Enzo, Robin Campillo
Enzo, 16 ans, choisit de choquer ses riches parents de La Ciotat en quittant le lycée pour devenir maçon. On retrouve bien dans ces débuts la patte sociale de Laurent Cantet, qui aurait dû mener le projet jusqu’au bout s’il n’avait pas succombé suite à un cancer avant de pouvoir passer à la réalisation. C’est Robin Campillo qui l’a remplacé au pied levé et le réalisateur semble avoir apporté son propre univers en introduisant une relation qui dépasse l’amitié entre le jeune héros et un collègue ukrainien sur le chantier.
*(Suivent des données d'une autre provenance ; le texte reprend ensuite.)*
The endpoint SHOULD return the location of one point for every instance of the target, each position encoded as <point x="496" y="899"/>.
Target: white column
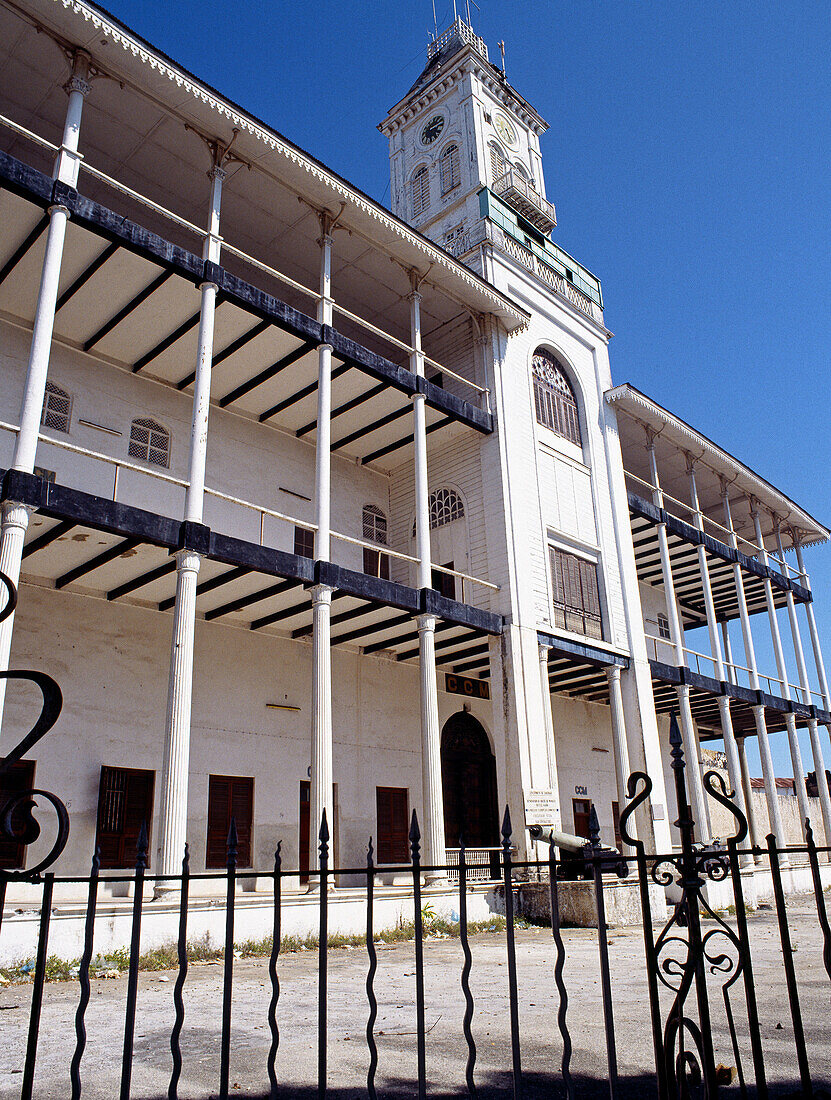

Cela pouvait être une combinaison très dangereuse, mais j’ai été emballé par le résultat. Enzo est très subtil et remarquablement bien joué, deux caractéristiques essentielles pour qu’un tel projet fonctionne correctement. Le fait que les deux acteurs principaux ne sont pas professionnels et débutaient devant les caméras sur ce film n’est sans doute pas étranger à cette réussite. Le côté naturel est certainement lié à leur jeu et il faut bien reconnaître au passage que les deux sont vraiment excellents. En particulier, on comprend sans peine pourquoi le jeune Eloy Pohu a impressionné pendant le casting et je suis très curieux de voir s’il aura une carrière dans le cinéma. Il a une aura indéniable et impose sa présence sans forcer le trait, il apporte énormément au film.
Enzo brasse de multiples sujets, tant côté sexualité avec les premiers émois d’un jeune adolescent et une relation LGBTQI+ traitée avec élégance et justesse, que côté social avec la confrontation de deux mondes. D’un côté, les bourgeois avec leur immense vallée qui domine La Ciotat et la mer Méditerranée, option grande piscine et champagne sorti à la moindre occasion. De l’autre, les maçons qui sont rarement des locaux et qui font un travail pénible sous le ciel impitoyable de la région pour créer d’autres villas pour riches propriétaires dédaigneux. Enzo est au croisement de toutes ces thématiques, il ne se sent plus à place au milieu de sa riche famille, sans l’être vraiment dans le milieu de la construction. En réalité, il est surtout là pour Vlad, même s’il n’en a pas conscience tout de suite ou ne veut pas l’admettre. J’ai beaucoup aimé l’écriture des deux personnages, qui semblent sur-jouer l’hétérosexualité pour mieux masquer leur bisexualité. L’écriture de Robin Campillo et Laurent Cantet est très fine, la direction des deux acteurs est toute en nuance. Maksym Slivinskyi a un charme assez naturel, avec des faux airs de Marlon Brando et Jean Dujardin, mais au-delà de l’apparence, sa manière de gérer les avances de son très jeune collègue est pile ce que l’on pouvait attendre. C’est sans fausse note d’un bout à l’autre, jusqu’à la fin ouverte qui suggère beaucoup sans rien confirmer : impeccable.